PKS yang telah diterbitkan merupakan rekomendasi Dewan Pers untuk penyelesaian sengketa pers mahasiswa. Artinya, PKS tersebut hanya berisi saran mengenai pelibatan Dewan Pers dalam penyelesaian sengketa. Sejalan dengan itu, Noval Kusuma, selaku BP Advokasi PPMI, menanggapi adanya celah dalam PKS tersebut. Salah satunya adalah tidak adanya sanksi yang jelas jika salah satu pihak tidak menjalankan tanggung jawab perjanjian.
Jika berbicara tentang payung hukum, penting untuk memahami langkah-langkah pembuatannya. Perlindungan pers mahasiswa berbeda dengan payung hukum itu sendiri. Langkah dalam mengupayakan payung hukum untuk pers mahasiswa perlu memiliki landasan legalitas berbadan hukum.Agar mencapai legalitas itu persma perlu mengupayakan akta notaris dan berbagai administrasi lainnya.
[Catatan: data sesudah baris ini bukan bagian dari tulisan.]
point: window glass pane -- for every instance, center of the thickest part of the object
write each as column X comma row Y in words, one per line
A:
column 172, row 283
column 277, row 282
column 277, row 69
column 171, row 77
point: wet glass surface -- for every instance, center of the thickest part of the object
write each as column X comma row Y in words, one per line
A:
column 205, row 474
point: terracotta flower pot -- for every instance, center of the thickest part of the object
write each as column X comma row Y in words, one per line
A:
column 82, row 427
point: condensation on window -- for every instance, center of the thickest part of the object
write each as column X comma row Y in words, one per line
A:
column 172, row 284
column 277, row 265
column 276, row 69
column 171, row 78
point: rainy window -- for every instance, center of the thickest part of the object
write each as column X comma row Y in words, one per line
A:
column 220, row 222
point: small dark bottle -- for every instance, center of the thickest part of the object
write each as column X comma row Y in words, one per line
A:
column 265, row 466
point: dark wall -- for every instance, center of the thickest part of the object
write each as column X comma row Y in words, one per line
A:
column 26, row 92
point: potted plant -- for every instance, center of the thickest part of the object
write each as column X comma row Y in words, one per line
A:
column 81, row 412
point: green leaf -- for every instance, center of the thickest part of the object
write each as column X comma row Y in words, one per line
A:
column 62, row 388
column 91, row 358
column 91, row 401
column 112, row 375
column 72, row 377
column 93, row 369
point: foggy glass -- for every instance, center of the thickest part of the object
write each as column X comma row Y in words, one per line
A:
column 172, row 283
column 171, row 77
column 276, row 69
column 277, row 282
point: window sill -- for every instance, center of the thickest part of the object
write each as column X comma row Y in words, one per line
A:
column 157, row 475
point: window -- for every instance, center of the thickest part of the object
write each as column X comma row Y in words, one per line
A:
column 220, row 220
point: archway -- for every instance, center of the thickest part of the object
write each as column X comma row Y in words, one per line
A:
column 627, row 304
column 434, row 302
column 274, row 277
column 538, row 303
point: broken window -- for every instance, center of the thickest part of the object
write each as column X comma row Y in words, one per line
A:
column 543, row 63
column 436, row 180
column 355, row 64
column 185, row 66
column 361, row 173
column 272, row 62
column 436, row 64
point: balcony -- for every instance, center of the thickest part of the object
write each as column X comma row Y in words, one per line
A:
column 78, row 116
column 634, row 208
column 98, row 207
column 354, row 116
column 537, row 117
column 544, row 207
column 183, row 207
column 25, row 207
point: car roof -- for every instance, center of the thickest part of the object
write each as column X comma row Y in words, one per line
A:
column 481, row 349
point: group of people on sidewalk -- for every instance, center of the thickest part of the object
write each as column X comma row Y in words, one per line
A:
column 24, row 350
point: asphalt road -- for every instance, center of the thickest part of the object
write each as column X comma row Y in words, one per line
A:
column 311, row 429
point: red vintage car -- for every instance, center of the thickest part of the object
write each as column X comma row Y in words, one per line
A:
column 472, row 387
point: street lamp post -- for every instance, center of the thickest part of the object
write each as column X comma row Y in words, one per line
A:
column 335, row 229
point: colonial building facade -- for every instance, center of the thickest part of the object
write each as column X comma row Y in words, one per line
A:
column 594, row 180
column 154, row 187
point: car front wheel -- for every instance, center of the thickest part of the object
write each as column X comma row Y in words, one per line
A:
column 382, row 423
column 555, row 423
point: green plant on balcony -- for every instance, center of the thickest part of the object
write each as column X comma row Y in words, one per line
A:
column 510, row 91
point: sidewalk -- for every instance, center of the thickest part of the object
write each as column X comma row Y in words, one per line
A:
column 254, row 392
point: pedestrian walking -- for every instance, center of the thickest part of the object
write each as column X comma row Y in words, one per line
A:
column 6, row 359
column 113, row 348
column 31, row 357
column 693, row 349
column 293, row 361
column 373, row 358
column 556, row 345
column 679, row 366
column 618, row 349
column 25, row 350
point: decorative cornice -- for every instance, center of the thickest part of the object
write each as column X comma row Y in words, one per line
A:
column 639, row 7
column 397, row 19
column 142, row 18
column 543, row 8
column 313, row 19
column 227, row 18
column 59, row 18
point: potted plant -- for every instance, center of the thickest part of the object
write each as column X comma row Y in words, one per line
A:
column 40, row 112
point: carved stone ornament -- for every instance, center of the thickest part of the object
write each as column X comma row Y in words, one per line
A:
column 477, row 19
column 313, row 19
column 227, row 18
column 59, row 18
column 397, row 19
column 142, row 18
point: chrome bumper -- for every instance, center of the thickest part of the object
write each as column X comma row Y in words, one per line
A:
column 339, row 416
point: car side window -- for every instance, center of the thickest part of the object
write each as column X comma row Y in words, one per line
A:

Sulit dibayangkan betapa rumitnya urusan administrasi yang akan menjerat pers mahasiswa itu sendiri. Selama ini, pers mahasiswa berpijak pada payung hukum di bawah naungan kampus. Jika keinginan tersebut tetap dipaksakan, pers mahasiswa mungkin akan kehilangan statusnya sebagai mahasiswa, karena tidak mungkin ada badan hukum lain dalam koridor lembaga badan hukum yang sudah ada.
Tantangan pers mahasiswa tidak berhenti di situ. Mereka perlu menyadari berbagai gejolak internal yang ada. Pertama, sumber daya manusia (SDM). Hingga saat ini, pers mahasiswa mengalami kendala dalam mempersiapkan regenerasi untuk melanjutkan kepengurusan yang belum konsisten. Kedua, masa kepengurusan yang pendek. Sebagian besar pers mahasiswa dibatasi oleh kampus untuk menjalankan roda kepengurusan selama kurang lebih 3 tahun. Ketiga, produktivitas, mengingat pers mahasiswa juga berstatus sebagai mahasiswa, mereka memiliki beban ganda yang menghambat konsistensi dalam menjalankan produktivitasnya.
Payung hukum pers mahasiswa tidak hanya berkaitan dengan perlindungannya, tetapi juga regulasi lain yang mengikat. Konsekuensi dari mengupayakan payung hukum untuk pers mahasiswa adalah tuntutan profesionalisme sebagai pekerja media. Pers mahasiswa sendiri harus memahami koridor hukum yang menaunginya melalui regulasi perguruan tinggi. Pemahaman mengenai payung hukum dan perlindungan pers mahasiswa, meskipun memiliki tujuan yang sama, namun mekanisme pencapaiannya berbeda.